Recently, I participated in a company project and planned to quickly respond to large-scale queries on the online platform. The estimated total data volume is about 2-3 billion records, the database concurrency is about 1500 per second, and the concurrency is about 3000 per second after one year, after a difficult choice between Redis and mongodb, I decided to use mongodb, mainly depending on its parallel scalability and Map/Reduce on GridFS. The estimated number of concurrent queries per second during peak hours is between-after the project is launched.
In fact, I personally like Redis, and its concurrent query capability and speed beyond memcached are very exciting. However, its persistence and cluster scalability are not suitable for business needs, so I finally chose mongodb.
The following is the code and result of the mongodb test. Although the company uses CentOS, as I am a supporter of FreeBSD, I tested the results on FreeBSD and CentOS.
The database writing program is copied online, and the query program is self-written.
Write database program
#! /Usr/bin/env python
From pymongo import Connection
Import time, datetime
Connection = Connection ('1970. 0.0.1 ', 127)
Db = connection ['hawaii']
# Time Recorder
Def func_time (func ):
Def _ wrapper (* args, ** kwargs ):
Start = time. time ()
Func (* args, ** kwargs)
Print func. _ name __, 'run: ', time. time ()-start
Return _ wrapper
@ Func_time
Def insert (num ):
Posts = db. userinfo
For x in range (num ):
Post = {"_ id": str (x ),
"Author": str (x) + "Mike ",
"Text": "My first blog post! ",
"Tags": ["mongodb", "python", "pymongo"],
"Date": datetime. datetime. utcnow ()}
Posts. insert (post)
If _ name _ = "_ main __":
# Set the cycle to 5 million times
Num = 5000000
Insert (num)
Query Program
#! /Usr/bin/env python
From pymongo import Connection
Import time, datetime
Import random
Connection = Connection ('1970. 0.0.1 ', 127)
Db = connection ['hawaii']
Def func_time (func ):
Def _ wrapper (* args, ** kwargs ):
Start = time. time ()
Func (* args, ** kwargs)
Print func. _ name __, 'run: ', time. time ()-start
Return _ wrapper
# @ Func_time
Def randy ():
Rand = random. randint (1,5000000)
Return rand
@ Func_time
Def mread (num ):
Find = db. userinfo
For I in range (num ):
Rand = randy ()
# Random number query
Find. find ({"author": str (rand) + "Mike "})
If _ name _ = "_ main __":
# Set the cycle to 1 million times
Num = 1000000
Mread (num)
Delete a program
#! /Usr/bin/env python
From pymongo import Connection
Import time, datetime
Connection = Connection ('1970. 0.0.1 ', 127)
Db = connection ['hawaii']
Def func_time (func ):
Def _ wrapper (* args, ** kwargs ):
Start = time. time ()
Func (* args, ** kwargs)
Print func. _ name __, 'run: ', time. time ()-start
Return _ wrapper
@ Func_time
Def remove ():
Posts = db. userinfo
Print 'count before remove: ', posts. count ();
Posts. remove ({});
Print 'count after remove: ', posts. count ();
If _ name _ = "_ main __":
Remove ()
Result set
|
Insert 5 million |
Random Number query 1 million |
Delete 5 million |
CPU usage |
| CentOS |
394 s |
28 s |
224 s |
25-30% |
| FreeBSD |
431 s |
18 s |
278 s |
20-22% |
CentOS insertion and deletion won; FreeBSD played the advantage of UFS2 and won the read. Because it is used as a query server, fast reading speed is an advantage, but I am not a leader. If I say no, I will eventually get CentOS.
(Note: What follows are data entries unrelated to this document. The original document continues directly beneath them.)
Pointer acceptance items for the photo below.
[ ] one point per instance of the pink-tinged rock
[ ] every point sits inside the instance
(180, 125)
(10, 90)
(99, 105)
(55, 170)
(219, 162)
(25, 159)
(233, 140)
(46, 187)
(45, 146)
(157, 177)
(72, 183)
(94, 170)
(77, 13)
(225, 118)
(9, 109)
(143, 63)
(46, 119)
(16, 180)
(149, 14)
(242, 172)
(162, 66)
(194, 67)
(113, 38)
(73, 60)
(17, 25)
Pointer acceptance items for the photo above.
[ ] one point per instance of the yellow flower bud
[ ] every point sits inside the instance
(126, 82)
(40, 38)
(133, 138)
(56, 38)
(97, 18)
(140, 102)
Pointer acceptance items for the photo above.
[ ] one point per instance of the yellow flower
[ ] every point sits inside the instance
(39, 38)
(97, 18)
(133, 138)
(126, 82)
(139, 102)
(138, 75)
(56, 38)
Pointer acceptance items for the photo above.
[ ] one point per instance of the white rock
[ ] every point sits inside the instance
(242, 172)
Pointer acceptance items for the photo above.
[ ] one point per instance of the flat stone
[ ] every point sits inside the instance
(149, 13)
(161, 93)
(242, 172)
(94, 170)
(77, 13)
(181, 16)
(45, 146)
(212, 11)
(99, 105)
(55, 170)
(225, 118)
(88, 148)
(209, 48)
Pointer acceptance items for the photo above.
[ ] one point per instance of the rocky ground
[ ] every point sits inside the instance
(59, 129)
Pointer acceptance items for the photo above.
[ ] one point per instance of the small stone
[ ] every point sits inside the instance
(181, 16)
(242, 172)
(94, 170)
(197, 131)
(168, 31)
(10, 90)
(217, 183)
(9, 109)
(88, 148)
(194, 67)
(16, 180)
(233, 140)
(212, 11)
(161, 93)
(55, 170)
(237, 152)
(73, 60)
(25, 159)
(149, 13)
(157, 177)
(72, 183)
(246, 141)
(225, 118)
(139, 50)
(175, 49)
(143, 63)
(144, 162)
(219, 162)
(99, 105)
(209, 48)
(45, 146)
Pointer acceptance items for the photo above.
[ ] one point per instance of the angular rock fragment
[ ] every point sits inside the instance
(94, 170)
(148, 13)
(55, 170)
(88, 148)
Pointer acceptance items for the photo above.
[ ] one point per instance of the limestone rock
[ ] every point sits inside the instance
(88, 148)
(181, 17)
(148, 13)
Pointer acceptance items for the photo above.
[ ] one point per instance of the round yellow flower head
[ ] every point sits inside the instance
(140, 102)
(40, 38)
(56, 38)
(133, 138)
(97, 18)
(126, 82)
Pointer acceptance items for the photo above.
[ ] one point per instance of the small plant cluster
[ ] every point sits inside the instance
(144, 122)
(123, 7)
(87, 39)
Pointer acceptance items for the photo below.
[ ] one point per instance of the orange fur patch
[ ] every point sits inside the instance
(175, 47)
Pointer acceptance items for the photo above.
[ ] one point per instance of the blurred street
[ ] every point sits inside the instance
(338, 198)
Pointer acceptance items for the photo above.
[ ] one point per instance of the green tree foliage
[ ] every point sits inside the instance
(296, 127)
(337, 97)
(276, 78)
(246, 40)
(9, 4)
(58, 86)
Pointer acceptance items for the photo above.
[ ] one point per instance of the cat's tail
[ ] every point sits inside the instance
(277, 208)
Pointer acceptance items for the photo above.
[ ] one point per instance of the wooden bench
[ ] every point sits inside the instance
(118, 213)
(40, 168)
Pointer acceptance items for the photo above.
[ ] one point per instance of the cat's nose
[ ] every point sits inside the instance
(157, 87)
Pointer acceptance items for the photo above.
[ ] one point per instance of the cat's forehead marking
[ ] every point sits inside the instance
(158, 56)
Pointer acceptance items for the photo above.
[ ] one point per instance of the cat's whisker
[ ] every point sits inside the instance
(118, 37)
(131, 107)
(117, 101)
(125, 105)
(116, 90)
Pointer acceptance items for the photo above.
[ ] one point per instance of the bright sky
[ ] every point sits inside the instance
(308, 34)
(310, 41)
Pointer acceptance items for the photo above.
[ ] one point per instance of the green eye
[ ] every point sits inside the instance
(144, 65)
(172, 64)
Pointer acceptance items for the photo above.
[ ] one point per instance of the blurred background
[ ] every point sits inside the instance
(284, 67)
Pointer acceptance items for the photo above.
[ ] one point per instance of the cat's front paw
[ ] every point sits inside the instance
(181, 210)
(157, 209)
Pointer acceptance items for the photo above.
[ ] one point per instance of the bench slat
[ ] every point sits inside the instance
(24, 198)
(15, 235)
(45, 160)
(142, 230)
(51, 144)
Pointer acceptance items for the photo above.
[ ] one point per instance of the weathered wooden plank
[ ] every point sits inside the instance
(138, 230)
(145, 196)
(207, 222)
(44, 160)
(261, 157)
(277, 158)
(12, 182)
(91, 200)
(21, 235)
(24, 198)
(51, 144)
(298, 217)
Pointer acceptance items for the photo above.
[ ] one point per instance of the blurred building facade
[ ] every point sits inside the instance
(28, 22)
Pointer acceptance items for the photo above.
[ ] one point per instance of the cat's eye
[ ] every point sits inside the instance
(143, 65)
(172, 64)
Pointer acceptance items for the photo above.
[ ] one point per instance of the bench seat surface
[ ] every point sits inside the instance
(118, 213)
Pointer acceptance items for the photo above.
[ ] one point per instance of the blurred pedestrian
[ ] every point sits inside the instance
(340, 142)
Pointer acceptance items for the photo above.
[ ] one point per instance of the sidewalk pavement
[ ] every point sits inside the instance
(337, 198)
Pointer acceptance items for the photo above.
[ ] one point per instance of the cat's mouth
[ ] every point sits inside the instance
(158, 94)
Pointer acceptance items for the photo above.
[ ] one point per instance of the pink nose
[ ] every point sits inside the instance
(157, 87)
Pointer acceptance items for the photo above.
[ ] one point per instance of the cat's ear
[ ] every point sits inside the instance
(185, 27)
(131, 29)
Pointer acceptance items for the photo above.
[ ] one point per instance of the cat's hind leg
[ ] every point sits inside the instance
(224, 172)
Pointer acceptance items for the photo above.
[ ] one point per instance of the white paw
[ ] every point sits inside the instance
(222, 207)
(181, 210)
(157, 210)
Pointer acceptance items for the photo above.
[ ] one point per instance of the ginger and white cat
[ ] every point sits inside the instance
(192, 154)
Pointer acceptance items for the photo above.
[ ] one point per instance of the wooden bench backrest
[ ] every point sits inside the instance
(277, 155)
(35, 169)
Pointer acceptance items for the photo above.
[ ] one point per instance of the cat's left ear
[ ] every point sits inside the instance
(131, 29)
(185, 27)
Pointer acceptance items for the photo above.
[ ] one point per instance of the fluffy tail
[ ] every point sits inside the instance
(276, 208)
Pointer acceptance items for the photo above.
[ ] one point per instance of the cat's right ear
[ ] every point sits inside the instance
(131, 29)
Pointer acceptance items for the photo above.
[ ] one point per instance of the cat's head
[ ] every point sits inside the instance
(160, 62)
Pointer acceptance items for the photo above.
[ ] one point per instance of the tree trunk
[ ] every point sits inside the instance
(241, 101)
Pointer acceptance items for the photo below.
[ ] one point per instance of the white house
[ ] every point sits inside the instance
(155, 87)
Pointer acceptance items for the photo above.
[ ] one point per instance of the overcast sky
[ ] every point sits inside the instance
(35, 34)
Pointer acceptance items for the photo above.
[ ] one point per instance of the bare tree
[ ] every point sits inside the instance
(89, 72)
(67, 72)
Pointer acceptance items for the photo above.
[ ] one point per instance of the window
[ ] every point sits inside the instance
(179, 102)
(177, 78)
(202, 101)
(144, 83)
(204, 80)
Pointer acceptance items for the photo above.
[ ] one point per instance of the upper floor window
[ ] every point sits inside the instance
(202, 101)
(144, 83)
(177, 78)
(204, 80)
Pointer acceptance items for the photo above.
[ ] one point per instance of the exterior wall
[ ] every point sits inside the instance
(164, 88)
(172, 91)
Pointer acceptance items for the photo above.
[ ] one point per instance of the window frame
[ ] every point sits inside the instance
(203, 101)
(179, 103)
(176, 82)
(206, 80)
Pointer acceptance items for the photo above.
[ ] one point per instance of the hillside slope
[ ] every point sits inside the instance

During the test, we have been using mongostat monitoring. The number of concurrent jobs is similar to that of the two systems. The insert concurrent query is also tested, but the result is similar. The sum of the concurrency values is 15000-25000 per second. The performance is still very good.
However, it is true that the insertion performance decreases significantly in the case of large data volumes. CentOS Tests 50 million data insertion, which takes nearly 2 hours. It takes more than 6300 seconds. The data insertion speed is almost 5 million slower than that of 50%. However, the query speed is almost the same.
The test results are provided as a reference for beginners.
However, this test is not fair. FreeBSD configuration is worse.
CentOS 16 GB memory, Xeon5606 two 8 cores. Dell brand machine.
FreeBSD 8 GB memory, Xeon5506 one 4-core. There is no brand 1U.
In the same environment, I think FreeBSD has better performance.